La voix au téléphone était claire et efficace. La femme de 75 ans écoutait, sans voix. Son intervention chirurgicale très attendue pour réparer la vertèbre froissée dans le bas du dos a été annulée. L’appelant l’a informée que sa radiographie pulmonaire, un test de routine préalable à l’intervention, était anormale. Elle devrait consulter son médecin et, lorsque sa radiographie serait normale, elle pourrait reporter l’opération. Elle a suscité une réponse polie et a raccroché. Elle sentit son cœur s’emballer et s’assit.

Elle toussait depuis deux ans. Cela a commencé peu de temps après que la pandémie s’est abattue sur New York et sur toute la longueur de Long Island, même dans le village endormi de Quogue où elle avait déménagé à la fin d’une carrière bien remplie à Manhattan. Après avoir travaillé pendant plusieurs semaines – plus longtemps que n’importe quelle toux normale devrait durer – elle est allée voir son médecin traitant. Le médecin l’a immédiatement testée pour le Covid et l’a envoyée passer une radiographie. Lorsque les deux étaient normaux, le médecin et le patient étaient rassurés. Son médecin lui a suggéré de se débarrasser de ses oreillers en plumes et de sa couette en duvet, au cas où ils provoqueraient une réaction allergique, et elle l’a fait. Cela n’a pas aidé. Parfois, elle envisageait d’aller en ville pour consulter un pneumologue, mais savait que les médecins là-bas se noieraient sous les cas de Covid. Des gens mouraient et elle n’avait qu’une toux.

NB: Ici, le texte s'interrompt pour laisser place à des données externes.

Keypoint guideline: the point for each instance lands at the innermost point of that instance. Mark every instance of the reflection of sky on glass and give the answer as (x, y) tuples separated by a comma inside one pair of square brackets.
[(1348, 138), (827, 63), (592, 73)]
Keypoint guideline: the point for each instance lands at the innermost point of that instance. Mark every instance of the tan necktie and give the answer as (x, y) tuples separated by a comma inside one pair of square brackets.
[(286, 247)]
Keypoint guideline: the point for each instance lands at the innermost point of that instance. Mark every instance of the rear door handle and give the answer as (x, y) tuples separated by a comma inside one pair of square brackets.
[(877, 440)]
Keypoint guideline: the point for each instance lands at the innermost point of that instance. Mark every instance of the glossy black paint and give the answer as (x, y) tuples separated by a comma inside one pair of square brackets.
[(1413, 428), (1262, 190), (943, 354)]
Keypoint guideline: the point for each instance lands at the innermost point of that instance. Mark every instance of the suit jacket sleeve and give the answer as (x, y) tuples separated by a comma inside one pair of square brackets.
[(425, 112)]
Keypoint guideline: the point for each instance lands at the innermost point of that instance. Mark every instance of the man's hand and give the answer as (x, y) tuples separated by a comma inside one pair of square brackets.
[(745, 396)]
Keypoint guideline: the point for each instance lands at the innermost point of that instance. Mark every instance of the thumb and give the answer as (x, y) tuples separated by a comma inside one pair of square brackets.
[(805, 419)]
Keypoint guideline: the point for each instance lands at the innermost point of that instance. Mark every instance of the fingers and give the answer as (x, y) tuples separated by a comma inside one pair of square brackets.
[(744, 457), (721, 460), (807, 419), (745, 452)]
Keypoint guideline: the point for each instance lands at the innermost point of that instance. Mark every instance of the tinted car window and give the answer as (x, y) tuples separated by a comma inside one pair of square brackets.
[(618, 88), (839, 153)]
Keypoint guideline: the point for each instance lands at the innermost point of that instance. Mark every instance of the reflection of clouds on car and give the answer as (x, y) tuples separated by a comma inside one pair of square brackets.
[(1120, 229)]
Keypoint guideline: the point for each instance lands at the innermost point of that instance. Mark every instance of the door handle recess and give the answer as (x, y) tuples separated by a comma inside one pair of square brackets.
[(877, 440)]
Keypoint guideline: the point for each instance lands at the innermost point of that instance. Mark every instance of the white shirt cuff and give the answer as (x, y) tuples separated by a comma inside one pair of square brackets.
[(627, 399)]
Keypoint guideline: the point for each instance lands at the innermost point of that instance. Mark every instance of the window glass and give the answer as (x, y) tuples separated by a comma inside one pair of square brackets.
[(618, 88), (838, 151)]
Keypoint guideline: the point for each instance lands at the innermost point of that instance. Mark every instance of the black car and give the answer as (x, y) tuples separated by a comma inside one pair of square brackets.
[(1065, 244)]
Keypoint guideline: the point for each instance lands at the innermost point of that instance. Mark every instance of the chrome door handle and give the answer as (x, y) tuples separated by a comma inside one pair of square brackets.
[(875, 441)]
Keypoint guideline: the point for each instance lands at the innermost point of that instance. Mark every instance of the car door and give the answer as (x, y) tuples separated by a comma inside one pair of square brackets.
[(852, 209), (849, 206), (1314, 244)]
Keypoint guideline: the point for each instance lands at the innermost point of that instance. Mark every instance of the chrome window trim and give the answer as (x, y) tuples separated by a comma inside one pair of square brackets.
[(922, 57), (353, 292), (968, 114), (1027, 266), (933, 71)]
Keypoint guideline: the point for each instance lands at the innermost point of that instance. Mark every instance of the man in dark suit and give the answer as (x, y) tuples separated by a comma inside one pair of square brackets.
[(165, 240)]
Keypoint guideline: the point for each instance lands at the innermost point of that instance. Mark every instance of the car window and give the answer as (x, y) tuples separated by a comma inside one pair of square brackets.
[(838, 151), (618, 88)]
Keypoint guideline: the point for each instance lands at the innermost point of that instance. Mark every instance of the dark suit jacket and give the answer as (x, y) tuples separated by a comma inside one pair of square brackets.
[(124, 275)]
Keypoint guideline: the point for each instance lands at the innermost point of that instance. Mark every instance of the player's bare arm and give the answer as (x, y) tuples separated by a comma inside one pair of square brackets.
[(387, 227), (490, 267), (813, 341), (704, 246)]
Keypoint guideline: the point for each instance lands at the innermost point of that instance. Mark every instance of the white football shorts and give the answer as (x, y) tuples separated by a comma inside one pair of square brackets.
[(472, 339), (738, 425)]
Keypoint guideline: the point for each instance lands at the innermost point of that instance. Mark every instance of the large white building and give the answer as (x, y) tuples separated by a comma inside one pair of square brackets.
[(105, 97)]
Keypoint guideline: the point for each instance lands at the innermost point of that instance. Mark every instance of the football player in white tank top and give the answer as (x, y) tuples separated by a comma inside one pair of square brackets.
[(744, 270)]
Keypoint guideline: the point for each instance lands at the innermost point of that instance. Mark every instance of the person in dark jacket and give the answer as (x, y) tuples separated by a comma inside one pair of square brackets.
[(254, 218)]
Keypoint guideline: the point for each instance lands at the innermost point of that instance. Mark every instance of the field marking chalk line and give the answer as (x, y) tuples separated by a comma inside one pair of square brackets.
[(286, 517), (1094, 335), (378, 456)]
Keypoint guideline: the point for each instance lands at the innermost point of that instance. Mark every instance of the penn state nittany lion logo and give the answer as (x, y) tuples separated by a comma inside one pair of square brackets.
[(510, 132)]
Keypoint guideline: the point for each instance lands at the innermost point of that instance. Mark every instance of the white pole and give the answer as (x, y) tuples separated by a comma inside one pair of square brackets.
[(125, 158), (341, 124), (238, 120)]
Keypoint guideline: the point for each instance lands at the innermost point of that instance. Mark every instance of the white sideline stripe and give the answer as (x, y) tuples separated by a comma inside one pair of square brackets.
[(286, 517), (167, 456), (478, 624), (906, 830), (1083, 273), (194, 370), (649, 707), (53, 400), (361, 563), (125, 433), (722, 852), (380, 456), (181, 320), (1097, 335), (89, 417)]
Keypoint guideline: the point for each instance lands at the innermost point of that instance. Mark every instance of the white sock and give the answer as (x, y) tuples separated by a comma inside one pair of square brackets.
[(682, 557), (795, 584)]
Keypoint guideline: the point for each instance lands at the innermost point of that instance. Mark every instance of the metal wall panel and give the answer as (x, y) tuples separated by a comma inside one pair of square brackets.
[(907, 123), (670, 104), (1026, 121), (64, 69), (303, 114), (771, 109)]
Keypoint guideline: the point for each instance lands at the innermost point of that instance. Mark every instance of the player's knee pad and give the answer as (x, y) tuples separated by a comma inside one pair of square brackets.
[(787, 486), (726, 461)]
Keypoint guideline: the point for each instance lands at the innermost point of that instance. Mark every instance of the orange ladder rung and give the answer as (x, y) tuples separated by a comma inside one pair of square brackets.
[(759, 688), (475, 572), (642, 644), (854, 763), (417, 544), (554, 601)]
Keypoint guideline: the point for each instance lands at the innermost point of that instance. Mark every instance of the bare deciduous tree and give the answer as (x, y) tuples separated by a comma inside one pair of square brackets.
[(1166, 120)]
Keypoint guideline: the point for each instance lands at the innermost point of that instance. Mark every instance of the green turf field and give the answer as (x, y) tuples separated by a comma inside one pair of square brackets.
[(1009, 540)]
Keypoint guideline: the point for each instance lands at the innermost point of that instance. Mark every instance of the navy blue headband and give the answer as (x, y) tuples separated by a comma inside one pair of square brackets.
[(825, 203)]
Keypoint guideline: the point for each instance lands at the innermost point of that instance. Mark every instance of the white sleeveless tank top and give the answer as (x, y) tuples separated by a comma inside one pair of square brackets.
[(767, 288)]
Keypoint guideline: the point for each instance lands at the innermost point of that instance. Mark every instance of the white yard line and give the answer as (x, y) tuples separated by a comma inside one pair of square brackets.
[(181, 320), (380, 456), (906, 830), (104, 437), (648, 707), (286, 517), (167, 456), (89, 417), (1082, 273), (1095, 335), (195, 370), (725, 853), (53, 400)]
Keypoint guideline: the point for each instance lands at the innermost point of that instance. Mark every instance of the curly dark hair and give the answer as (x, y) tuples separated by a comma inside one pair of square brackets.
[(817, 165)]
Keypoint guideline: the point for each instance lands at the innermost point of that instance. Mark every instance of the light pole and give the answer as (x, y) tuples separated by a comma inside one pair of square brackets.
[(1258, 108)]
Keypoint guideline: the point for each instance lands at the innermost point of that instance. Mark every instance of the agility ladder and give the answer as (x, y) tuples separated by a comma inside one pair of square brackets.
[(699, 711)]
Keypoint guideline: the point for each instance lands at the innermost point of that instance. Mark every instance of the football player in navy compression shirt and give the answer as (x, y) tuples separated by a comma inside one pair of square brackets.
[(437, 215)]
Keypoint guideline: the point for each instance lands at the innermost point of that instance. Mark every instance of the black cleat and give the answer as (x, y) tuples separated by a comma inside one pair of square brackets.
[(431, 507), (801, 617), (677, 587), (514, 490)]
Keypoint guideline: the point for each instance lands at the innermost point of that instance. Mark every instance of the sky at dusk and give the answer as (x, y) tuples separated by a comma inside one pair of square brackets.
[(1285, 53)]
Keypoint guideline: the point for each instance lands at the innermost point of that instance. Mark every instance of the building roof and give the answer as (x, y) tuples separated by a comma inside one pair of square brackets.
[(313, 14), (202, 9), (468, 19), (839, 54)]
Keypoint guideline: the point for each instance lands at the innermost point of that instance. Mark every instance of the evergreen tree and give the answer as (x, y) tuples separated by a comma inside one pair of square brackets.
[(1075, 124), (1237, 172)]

Mais un an et demi plus tard, elle toussait toujours. C’était son compagnon constant, avec elle toute la journée, et selon sa fille – qui est revenue vivre avec elle lorsque la pandémie a frappé – il était également là toute la nuit. Et c’était une toux dégoûtante, comme si elle crachait quelque chose d’horrible. Pire encore, au cours des derniers mois, elle a remarqué que l’exercice était plus difficile. Elle était une grande marcheuse – elle et son chien pouvaient parcourir des kilomètres à pied sur la plage et à travers le village. Désormais, même une courte promenade pourrait la laisser essoufflée. Pas à bout de souffle, mais essoufflée comme elle ne l’avait jamais été en marchant simplement. Parfois, le simple fait de faire son lit la faisait respirer un peu plus fort qu’elle ne le devrait. Bien sûr, elle avait 75 ans, mais elle était en bonne santé. Du moins, elle le pensait.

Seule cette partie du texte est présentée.